American textbooks contain few citations to articles published outside the United States, a form of literary chauvinism that sometimes denies the reader a balanced view of the world, so it is pleasing to see that by recruiting authors almost exclusively from Europe, Ross Pinkerton and Nick Plowman have produced an alternative to the big American texts rather than a competitor.
Like any multiauthor effort it has its good and its not so good sections, but there are some real gems. Charles Stiller’s essay on epidemiology is a model, and his graph showing the rising number of survivors of childhood cancer will be flagrantly copied and projected at meetings for years to come. Chris Mitchell and Kathy Pritchard-Jones do an excellent job of making tumour suppressor genes and the like understandable, even for those who (like me) do not know one end of a Southern blot from the other.
The main tumour-by-tumour section is good and sufficiently well referenced to get an interested reader quickly into the core literature, and the problem of how to cope with rare and strange tumours that do not fit elsewhere is neatly despatched by Nick Plowman in a “stamp collectors’” chapter which he must have enjoyed writing as much as I enjoyed reading. The book is adequately up-to-date with citations to articles up to late 1995, particularly important in chapters dealing with treatment.
The section covering supportive treatment is fine as far as it goes, but is relatively perfunctory for what consumes most of the resources in children’s cancer units and where prejudice abounds. While paediatric oncologists may agree on collaborative protocols for chemotherapy or radiotherapy, there is considerable variability in all other aspects of treatment— intravenous access, prevention of infection, dietary advice, antibiotic regimens, and the like. Many of the discrepancies between centres are clinically unimportant, but they are a common source of worry for parents if their children are treated differently at different hospitals. Books like this don’t help if they offer guidance which appears as dogma, and there is an appendix at the back—practical guideline tables—where arguably this is so. It describes what antibiotics to choose, what dose and frequency and so on, and in so doing oversimplifies. Inexperienced readers may have difficulty reconciling what they read with what they see in practice, and with what they may be taught in any particular unit.

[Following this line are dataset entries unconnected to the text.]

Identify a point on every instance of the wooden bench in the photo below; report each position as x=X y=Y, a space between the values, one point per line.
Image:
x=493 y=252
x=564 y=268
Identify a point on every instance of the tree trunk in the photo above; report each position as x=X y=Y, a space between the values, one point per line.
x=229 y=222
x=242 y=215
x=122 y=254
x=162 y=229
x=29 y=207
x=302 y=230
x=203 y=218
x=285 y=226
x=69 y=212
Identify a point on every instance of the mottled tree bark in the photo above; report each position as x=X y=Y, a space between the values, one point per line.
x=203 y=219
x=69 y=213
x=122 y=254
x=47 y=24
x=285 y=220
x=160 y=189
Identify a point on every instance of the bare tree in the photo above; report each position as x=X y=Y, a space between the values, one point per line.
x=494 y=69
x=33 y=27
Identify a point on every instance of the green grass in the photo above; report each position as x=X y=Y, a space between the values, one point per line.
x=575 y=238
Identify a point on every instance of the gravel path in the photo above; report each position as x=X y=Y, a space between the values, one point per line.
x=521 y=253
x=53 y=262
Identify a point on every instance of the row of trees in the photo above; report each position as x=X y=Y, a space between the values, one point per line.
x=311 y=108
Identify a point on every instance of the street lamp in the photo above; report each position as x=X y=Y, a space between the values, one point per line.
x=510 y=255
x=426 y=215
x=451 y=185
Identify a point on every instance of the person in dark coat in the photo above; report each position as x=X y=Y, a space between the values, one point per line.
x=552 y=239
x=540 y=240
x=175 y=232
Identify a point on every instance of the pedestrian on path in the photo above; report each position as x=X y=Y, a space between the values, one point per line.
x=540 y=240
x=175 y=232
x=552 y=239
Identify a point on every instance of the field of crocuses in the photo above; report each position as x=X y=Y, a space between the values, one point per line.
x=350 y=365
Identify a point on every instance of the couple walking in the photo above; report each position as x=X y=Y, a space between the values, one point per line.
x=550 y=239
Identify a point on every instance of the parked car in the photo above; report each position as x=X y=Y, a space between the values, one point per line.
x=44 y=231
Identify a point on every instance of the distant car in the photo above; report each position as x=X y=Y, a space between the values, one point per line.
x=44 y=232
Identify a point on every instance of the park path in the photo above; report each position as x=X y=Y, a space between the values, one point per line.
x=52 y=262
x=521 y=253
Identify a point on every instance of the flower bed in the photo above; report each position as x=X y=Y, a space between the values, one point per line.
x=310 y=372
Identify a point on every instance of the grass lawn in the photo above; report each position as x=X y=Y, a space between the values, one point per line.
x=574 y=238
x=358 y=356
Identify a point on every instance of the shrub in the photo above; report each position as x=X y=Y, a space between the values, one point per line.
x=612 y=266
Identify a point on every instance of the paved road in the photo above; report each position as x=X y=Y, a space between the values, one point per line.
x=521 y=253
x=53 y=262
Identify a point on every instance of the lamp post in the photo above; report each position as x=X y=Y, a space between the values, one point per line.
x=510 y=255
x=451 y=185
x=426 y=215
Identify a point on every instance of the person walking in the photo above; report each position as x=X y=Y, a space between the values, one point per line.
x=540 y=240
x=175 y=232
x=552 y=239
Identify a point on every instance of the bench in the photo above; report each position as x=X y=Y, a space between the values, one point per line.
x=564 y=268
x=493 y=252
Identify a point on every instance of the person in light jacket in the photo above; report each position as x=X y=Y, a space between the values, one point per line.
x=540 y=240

My only other negative feelings are predictable as I am a haematologist. The business of the pathology and classification of the leukaemias is ours, not that of morbid anatomists. Fair’s fair. More importantly, in future editions (I say this confident that there will be future editions), as blood products are probably the most dangerous drugs oncologists will ever prescribe, and as their use and complexity is increasing, perhaps the editors could give transfusion medicine a section of its own. If something has to go to make room I would be happy to make suggestions.